Any recommendations? The Elders want to teach a worldview series to the teens. Have any of you used any video series that would be appropriate for teens that teach on a Christian World View?


----------



## RamistThomist (Mar 15, 2006)

re video: how many videos are you considering per series? I have a few thoughts at 6 videos a series, but you might want something more.


----------



## PuritanCovenanter (Mar 15, 2006)

It doesn't matter right now. I am looking for recommendations. Six would be fine.


----------



## RamistThomist (Mar 15, 2006)

how basic are we talking?


----------



## PuritanCovenanter (Mar 15, 2006)

Jacob.... Did you ever get an instant messenger?
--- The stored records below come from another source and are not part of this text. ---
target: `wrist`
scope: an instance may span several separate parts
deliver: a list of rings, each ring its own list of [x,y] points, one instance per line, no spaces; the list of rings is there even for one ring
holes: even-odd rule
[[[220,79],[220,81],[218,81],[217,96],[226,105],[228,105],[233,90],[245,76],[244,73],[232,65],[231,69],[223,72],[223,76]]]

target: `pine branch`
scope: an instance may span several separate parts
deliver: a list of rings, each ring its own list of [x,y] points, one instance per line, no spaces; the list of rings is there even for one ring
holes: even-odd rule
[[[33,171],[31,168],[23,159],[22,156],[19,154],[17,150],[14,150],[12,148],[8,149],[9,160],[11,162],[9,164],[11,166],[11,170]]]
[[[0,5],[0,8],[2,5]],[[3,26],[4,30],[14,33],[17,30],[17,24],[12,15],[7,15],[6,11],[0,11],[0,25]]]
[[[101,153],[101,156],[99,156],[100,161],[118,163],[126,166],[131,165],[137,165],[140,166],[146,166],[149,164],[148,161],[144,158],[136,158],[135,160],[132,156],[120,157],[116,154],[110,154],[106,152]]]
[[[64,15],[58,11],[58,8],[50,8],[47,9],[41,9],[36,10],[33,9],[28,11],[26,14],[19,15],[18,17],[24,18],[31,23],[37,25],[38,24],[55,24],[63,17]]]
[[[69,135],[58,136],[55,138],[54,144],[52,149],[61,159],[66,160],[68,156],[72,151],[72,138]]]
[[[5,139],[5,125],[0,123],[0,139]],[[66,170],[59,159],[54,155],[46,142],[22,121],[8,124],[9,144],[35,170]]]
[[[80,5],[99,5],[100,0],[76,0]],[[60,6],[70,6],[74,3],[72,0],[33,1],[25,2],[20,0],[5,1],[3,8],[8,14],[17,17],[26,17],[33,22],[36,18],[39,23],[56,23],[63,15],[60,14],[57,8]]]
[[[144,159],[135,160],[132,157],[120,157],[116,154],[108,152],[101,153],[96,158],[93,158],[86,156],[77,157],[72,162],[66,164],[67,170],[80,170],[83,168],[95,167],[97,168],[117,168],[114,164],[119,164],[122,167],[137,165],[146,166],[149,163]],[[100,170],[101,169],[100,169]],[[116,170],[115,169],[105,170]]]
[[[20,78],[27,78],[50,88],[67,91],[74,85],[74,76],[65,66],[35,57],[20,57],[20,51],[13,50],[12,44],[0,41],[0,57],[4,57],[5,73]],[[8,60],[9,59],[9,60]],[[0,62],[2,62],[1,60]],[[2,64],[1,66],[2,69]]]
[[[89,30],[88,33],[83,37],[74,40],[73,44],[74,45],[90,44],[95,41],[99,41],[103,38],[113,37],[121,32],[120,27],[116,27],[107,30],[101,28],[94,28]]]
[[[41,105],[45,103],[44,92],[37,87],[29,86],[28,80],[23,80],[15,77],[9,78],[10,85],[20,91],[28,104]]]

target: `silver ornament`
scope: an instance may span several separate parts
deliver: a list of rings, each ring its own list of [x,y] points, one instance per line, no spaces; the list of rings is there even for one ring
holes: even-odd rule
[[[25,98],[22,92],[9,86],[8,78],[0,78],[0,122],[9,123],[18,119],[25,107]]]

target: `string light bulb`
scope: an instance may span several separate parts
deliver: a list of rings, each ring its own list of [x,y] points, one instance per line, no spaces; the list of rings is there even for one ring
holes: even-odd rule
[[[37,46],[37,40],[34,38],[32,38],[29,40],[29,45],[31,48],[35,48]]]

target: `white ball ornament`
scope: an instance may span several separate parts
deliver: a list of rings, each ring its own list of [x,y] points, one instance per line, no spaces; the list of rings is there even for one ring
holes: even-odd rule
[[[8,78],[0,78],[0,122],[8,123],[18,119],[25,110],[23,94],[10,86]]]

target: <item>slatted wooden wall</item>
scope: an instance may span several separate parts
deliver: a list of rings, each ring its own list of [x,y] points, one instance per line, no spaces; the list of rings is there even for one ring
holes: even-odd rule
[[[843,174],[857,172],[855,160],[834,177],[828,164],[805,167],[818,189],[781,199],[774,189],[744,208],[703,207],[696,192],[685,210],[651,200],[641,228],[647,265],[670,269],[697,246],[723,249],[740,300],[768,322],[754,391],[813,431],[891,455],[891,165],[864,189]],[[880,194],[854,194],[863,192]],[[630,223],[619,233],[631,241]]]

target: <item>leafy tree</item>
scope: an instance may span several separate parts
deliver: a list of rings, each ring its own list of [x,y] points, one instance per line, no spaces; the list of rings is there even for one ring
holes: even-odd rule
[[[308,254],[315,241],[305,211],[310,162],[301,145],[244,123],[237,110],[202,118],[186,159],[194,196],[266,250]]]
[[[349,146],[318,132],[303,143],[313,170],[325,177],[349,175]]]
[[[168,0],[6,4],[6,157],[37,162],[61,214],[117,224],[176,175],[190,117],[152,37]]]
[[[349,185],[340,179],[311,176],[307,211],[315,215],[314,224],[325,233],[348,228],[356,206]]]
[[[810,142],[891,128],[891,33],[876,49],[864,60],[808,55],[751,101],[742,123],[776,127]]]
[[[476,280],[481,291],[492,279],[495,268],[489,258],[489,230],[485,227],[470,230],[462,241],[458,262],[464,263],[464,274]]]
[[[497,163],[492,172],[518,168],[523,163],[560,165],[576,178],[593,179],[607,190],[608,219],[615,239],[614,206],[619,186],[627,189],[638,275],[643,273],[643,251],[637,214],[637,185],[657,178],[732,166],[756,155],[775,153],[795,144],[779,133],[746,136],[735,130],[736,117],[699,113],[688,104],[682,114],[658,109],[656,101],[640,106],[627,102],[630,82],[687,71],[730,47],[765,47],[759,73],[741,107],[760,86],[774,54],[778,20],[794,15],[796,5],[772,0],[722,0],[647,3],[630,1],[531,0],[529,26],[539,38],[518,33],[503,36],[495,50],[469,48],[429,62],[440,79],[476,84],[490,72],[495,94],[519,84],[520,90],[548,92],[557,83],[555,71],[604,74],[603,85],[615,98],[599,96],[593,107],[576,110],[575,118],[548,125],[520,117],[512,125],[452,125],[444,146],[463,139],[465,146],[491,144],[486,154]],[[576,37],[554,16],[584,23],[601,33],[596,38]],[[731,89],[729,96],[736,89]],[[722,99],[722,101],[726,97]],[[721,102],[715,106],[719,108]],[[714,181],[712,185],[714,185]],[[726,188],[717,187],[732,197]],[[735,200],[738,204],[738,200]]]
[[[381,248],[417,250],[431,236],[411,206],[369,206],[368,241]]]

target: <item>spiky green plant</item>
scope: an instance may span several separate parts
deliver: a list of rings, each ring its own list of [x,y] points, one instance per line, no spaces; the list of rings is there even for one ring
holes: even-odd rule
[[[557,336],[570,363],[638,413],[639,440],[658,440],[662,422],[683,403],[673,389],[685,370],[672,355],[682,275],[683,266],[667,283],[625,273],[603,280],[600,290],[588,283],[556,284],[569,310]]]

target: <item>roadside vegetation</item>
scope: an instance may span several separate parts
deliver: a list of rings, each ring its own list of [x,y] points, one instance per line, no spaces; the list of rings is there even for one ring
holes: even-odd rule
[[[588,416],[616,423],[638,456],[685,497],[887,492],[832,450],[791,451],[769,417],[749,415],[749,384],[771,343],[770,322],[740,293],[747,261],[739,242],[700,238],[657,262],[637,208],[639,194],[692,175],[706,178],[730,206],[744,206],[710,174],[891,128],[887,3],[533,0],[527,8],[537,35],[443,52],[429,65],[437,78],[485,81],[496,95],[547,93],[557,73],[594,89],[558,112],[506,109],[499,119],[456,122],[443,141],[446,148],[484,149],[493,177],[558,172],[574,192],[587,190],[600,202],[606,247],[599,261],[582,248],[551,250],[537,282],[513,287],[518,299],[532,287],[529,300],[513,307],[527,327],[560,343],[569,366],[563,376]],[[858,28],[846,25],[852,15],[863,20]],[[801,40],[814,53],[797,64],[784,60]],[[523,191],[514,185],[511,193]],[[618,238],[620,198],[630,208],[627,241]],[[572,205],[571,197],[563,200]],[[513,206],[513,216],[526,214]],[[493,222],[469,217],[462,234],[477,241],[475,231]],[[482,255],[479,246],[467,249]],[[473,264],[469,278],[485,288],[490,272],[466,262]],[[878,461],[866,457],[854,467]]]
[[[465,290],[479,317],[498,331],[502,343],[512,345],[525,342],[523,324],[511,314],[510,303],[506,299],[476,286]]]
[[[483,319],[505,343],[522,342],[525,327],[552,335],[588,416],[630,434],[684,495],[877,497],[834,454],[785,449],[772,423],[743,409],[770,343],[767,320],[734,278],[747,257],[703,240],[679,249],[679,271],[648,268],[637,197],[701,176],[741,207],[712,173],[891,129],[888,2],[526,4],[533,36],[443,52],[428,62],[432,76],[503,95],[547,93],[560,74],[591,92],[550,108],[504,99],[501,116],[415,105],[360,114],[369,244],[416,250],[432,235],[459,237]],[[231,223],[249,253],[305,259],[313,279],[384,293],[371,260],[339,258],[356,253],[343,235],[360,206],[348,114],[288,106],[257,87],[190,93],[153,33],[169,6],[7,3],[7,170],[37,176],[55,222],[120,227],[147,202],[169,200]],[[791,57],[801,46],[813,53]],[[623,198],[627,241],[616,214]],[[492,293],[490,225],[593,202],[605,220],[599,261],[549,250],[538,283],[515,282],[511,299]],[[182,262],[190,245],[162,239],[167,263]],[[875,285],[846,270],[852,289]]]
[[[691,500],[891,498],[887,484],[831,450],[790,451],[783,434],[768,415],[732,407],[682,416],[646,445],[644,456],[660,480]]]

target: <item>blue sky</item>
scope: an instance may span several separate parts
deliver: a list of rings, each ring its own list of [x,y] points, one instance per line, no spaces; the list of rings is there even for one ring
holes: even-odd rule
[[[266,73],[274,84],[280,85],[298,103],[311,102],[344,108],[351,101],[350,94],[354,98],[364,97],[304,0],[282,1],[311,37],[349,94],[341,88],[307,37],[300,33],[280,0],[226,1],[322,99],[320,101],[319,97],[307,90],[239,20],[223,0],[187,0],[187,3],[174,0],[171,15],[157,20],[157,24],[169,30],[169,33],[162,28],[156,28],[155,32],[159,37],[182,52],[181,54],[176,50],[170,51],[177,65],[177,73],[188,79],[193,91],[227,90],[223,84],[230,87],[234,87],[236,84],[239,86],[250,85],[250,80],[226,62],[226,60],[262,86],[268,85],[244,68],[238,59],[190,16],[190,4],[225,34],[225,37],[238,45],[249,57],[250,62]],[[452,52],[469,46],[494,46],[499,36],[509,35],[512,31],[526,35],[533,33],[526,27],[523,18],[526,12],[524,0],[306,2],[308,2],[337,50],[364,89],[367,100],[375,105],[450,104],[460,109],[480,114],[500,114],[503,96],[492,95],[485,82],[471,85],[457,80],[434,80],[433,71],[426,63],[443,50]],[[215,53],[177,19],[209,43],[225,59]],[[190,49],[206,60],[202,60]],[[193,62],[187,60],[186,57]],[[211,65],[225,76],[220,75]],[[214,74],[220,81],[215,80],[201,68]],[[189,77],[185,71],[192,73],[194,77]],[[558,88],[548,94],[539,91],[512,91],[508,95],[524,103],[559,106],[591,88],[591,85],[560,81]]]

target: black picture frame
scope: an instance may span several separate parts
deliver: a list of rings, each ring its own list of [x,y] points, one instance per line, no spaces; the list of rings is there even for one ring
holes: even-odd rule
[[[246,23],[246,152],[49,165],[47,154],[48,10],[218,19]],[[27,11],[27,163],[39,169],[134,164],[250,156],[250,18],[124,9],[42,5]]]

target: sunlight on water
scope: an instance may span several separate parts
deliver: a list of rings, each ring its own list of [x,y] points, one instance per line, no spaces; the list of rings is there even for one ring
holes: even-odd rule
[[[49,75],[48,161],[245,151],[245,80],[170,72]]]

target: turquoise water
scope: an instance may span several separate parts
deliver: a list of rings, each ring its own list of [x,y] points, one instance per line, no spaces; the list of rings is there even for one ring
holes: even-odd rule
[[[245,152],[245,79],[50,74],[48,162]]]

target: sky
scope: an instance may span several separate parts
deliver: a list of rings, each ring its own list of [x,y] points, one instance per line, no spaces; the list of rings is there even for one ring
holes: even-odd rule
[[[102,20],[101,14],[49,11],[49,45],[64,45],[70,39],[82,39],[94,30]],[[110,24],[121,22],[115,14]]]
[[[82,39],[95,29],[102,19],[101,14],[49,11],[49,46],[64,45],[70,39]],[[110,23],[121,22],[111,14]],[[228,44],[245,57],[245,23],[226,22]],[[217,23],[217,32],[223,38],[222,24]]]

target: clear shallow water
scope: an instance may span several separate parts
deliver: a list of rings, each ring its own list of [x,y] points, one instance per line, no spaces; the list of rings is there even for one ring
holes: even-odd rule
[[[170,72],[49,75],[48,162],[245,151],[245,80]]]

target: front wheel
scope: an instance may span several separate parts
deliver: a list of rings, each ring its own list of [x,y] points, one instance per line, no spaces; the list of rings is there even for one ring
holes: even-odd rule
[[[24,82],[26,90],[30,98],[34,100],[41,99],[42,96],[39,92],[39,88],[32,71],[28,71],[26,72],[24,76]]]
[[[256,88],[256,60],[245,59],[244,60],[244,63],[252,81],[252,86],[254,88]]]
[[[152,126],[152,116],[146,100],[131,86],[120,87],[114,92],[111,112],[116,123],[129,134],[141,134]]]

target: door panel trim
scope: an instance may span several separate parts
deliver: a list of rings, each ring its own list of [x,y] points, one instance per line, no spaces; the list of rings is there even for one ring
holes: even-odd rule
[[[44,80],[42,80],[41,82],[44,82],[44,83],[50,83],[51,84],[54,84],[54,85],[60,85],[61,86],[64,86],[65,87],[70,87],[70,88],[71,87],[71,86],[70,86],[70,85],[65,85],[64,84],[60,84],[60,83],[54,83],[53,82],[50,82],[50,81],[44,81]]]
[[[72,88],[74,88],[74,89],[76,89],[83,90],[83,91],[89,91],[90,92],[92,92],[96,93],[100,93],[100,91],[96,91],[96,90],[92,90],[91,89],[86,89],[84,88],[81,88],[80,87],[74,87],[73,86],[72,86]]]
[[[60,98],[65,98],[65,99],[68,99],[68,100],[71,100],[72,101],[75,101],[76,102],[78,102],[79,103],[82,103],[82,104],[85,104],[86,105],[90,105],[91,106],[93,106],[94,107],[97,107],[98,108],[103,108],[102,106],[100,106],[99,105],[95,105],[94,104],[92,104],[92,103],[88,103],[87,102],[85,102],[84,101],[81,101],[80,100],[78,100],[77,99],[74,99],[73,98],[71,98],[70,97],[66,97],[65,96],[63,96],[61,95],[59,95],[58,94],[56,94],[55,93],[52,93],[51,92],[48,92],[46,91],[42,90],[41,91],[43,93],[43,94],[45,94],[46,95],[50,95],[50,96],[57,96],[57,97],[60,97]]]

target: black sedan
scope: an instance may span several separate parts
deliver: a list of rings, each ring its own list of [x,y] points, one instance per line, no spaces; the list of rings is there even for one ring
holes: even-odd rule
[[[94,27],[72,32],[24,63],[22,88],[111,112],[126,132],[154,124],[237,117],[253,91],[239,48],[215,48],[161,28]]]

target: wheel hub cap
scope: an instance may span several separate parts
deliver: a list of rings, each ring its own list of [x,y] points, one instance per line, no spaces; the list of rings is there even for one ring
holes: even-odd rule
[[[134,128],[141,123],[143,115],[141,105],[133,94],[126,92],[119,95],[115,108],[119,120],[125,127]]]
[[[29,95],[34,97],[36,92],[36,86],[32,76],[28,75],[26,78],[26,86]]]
I wanted to challenge the kids with a little deeper stuff but I am not so sure they could follow as deeply as I would desire. But my kids sure can handle thinking a little deeper. I think we are to whimpy with the kids now days.


----------



## RamistThomist (Mar 15, 2006)

> _Originally posted by puritancovenanter_
> Jacob.... Did you ever get an instant messenger?
> 
> I wanted to challenge the kids with a little deeper stuff but I am not so sure they could follow as deeply as I would desire. But my kids sure can handle thinking a little deeper. I think we are to whimpy with the kids now days.



I do have instant messenger but I never get on it. Carpal tunnel syndrome. It hurts when I type. I am a ferocious emailer, though. I will get back to you on the stuff.


----------



## RamistThomist (Mar 15, 2006)

I have found this helpful.
http://www.americanvision.org/proddetail.asp?prod=DVD-BTDF

I have watched several of htem and was impressed and edified. One of them is quite cerebral but the other's aren't too heady. But I will also think of other resources that come at it from a different angle.


----------



## WrittenFromUtopia (Mar 16, 2006)

_The Universe Next Door_ by Sire would be a good intro-level book to go through, although I find it EXTREMELY basic.


----------



## crhoades (Mar 16, 2006)

Ditto to Jacob's recommendation of the Bahnsen videos. Add to that Schaeffer's How Should We Then Live Videos http://www.americanvision.org/proddetail.asp?prod=DVD-HSWTL
and they will be on their way into worldview thinking land.


----------



## RamistThomist (Mar 16, 2006)

> _Originally posted by WrittenFromUtopia_
> _The Universe Next Door_ by Sire would be a good intro-level book to go through, although I find it EXTREMELY basic.



That's my thoughts as well. I was about to recommend it. Its main strength is that he defines (if too simply) what each worldview is about.


----------



## WrittenFromUtopia (Mar 16, 2006)

> _Originally posted by Draught Horse_
> 
> 
> > _Originally posted by WrittenFromUtopia_
> ...



It is almost a misrepresentation in some cases, which unfortunately, many Christian "philosophers" seem to be overcome with.


----------



## Scott (Mar 16, 2006)

If Martin is looking for material for high schoolers, The Universe Next Door will not be too basic. It may be too hard. It is an excellent resource, though. 

Sproul has a video series out called Choosing My Religion. I have heard it is good but I have not seen it myself.


----------